CISOs concerned over wireless security standards, software quality concerns

"Federal CISOs have spoken loud and clear that it is well past the time for private industry to get serious about software quality," said Harry Martin, president, Intelligent Decisions. "Despite larger budgets and dedicated IT staff, Federal CISOs at larger agencies are becoming just as pressed as small agency CISOs to perform the strategic security management role that FISMA envisioned.

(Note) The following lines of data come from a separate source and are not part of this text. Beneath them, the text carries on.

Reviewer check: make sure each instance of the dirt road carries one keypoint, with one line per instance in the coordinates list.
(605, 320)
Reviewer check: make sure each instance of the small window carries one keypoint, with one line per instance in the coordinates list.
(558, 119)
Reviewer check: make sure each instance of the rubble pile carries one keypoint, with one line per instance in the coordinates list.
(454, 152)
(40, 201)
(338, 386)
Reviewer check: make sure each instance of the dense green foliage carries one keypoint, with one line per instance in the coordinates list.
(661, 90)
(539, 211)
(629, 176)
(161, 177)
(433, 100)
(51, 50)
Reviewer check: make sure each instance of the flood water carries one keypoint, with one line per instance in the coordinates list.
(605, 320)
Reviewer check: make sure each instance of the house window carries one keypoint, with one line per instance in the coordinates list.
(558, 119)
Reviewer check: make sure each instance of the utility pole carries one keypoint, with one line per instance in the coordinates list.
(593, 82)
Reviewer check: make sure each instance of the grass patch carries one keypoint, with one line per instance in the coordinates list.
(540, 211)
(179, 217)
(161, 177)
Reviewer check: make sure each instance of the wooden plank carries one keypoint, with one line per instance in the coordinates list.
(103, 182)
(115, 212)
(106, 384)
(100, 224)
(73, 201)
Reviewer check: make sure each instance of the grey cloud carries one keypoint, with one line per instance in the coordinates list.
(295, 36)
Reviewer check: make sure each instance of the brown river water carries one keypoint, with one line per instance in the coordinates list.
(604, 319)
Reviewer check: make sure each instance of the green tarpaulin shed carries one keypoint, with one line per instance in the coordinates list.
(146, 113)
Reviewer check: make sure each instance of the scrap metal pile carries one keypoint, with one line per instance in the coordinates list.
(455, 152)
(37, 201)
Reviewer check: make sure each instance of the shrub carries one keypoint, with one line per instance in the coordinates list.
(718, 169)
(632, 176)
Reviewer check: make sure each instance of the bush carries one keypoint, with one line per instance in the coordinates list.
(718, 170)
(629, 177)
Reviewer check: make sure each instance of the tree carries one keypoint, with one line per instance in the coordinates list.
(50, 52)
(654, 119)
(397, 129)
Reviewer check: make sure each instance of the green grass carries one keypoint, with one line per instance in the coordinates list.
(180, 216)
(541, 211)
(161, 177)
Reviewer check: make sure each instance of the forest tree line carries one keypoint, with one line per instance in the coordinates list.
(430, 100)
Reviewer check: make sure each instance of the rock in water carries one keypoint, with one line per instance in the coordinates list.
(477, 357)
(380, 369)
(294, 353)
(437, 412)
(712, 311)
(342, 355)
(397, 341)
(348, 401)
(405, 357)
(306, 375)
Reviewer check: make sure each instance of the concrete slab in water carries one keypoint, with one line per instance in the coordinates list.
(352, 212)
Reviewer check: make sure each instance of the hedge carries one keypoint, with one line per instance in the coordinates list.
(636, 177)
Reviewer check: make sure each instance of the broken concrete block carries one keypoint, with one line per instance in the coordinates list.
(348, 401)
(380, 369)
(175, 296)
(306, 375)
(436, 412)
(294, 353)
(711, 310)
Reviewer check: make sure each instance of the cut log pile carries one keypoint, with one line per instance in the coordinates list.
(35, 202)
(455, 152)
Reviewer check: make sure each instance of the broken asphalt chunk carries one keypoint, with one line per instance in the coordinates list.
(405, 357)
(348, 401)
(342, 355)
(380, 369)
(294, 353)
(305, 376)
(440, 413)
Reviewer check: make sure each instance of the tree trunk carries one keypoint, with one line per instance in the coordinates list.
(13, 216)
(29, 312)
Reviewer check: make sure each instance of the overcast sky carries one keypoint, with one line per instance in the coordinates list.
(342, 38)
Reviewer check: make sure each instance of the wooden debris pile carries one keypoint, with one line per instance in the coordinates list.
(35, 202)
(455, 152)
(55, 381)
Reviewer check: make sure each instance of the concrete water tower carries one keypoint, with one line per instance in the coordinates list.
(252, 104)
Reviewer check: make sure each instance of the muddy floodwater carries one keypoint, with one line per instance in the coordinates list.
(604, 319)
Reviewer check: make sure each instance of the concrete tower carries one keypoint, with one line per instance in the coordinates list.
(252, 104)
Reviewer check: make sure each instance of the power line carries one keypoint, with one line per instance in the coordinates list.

Finally, given the scattered deployment of wireless security controls, questions remain as to whether Federal agencies are sufficiently prepared for mandatory standards."

Study Highlights:

  • The FISMA burden continues to grow as Federal CISOs now spend an average of 3.75 hours per day on compliance activities compared to 3.06 hours per day in the first study.
  • The top three trends Federal CISOs anticipate increasing over the next 12 months include: expanding utilization of wireless networks and mobile devices, single sign-on/multifactor authentication, and convergence of database and network security.
  • The top three products Federal CISOs consider most important to their agencies include: network security/firewalls, disaster recovery/continuity of operations planning, and authentication/PKI/encryption devices.
  • The top three activities Federal CISOs identify as the most important for the private sector to consider include: increasing software quality assurance, developing a real-time FISMA compliance tool, and offer guaranteed levels of protection for managed security services.
  • The top three general security concerns of Federal CISOs include: network compromise, patch management, and FISMA compliance.
  • The top three wireless security concerns of Federal CISOs include: unauthorized wireless access points, preventing unauthorized wireless deployments, and rogue WiFi devices.
  • 54 percent of agencies maintaining wireless networks have not implemented the four basic wireless security controls NIST recommends. This finding suggests that the absence of clear, mandatory controls has led to a FISMA disconnect on wireless security, with many Federal agencies failing to ensure that proper controls were in place before rolling out wireless networks.